Éditorial : Thérapie collective

C’est fou ce que le peuple marocain a vécu comme moments d’intense liesse suite à la victoire sans appel, mercredi 11 février, du Onze national sur l’équipe de Football du Mali (4 à 0). La joie sans limites et spontanée étalée à cette occasion aux quatre coins du pays après cet exploit qui a mené les hommes de Zaki à la finale de la CAN était manifestement plus forte que celle exprimée après leur victoire sur l’Algérie en quarts de finale.
Le bonheur qui monte donc crescendo des tréfonds d’une population en délire qui, par deux fois, a pris d’assaut rues et boulevards dans un spectacle sans précédent. Hommes, femmes, jeunes et moins jeunes…Tout le monde est en extase. Si le Maroc remporte le trophée de cette manifestation continentale, la fête populaire promet d’être encore plus puissante.

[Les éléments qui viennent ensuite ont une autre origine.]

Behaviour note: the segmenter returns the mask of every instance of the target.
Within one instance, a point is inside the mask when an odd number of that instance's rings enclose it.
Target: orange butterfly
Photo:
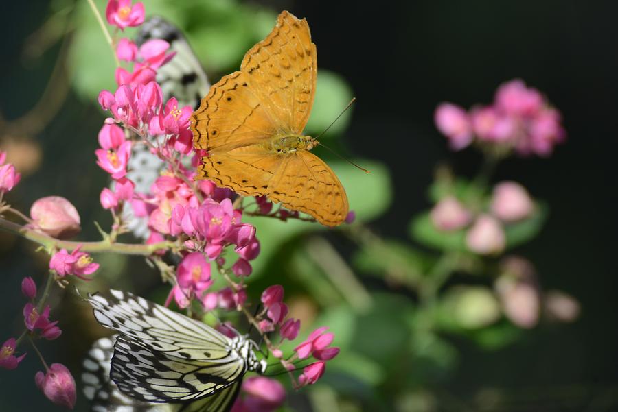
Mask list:
[[[315,95],[317,60],[309,25],[286,11],[242,60],[240,71],[210,88],[191,125],[202,158],[199,177],[245,196],[275,203],[335,226],[345,220],[345,191],[309,151],[302,134]]]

Formidable thérapie de choc collective provoquée de Tanger à Lagouira par la bonne prestation de l’équipe nationale. Tout un peuple qui vibre au rythme du football, faisant preuve à l’occasion d’un élan patriotique extraordinaire. Ce sport populaire serait-il la véritable et unique valeur capable de rassembler les citoyens au-delà de leur origine sociale ? Ce sont les mêmes citoyens qui, le soir du 16 mai 2003 après les attentats de Casablanca, ont erré dans les rues, choqués et hagards, ayant du mal à comprendre ce qui est arrivé. Environ 10 mois après, des foules bon enfant, brandissant les couleurs nationales, ont donné libre cours à leur joie sous le regard sympathique des forces de l’ordre. Deux événements de la même dimension. L’un a plongé les Marocains dans une consternation et un deuil sans précédant entraînant quelques jours plus tard une manifestation énergique contre le terrorisme, alors que le second, beau et magique, a suscité la renaissance joyeuse de tout un peuple autour de son équipe de football. C’est beau une nation qui régénère d’un seul coup au soleil réparateur du foot. À travers ce sursaut spectaculaire de tout un peuple, les Marocains, qui ont laissé libre cours à leur joie en public, ont montré qu’ils avaient besoin d’un exécutoire. En ces temps de morosité et de défaitisme, la soif de s’extérioriser et de se défouler dans un esprit de responsabilité était très manifeste. Le pouvoir des exploits de l’équipe nationale était tel qu’il a relégué tout au second plan. Rien ne peut résister à la déferlante du ballon rond. Une petite balle qui fait de grands moments.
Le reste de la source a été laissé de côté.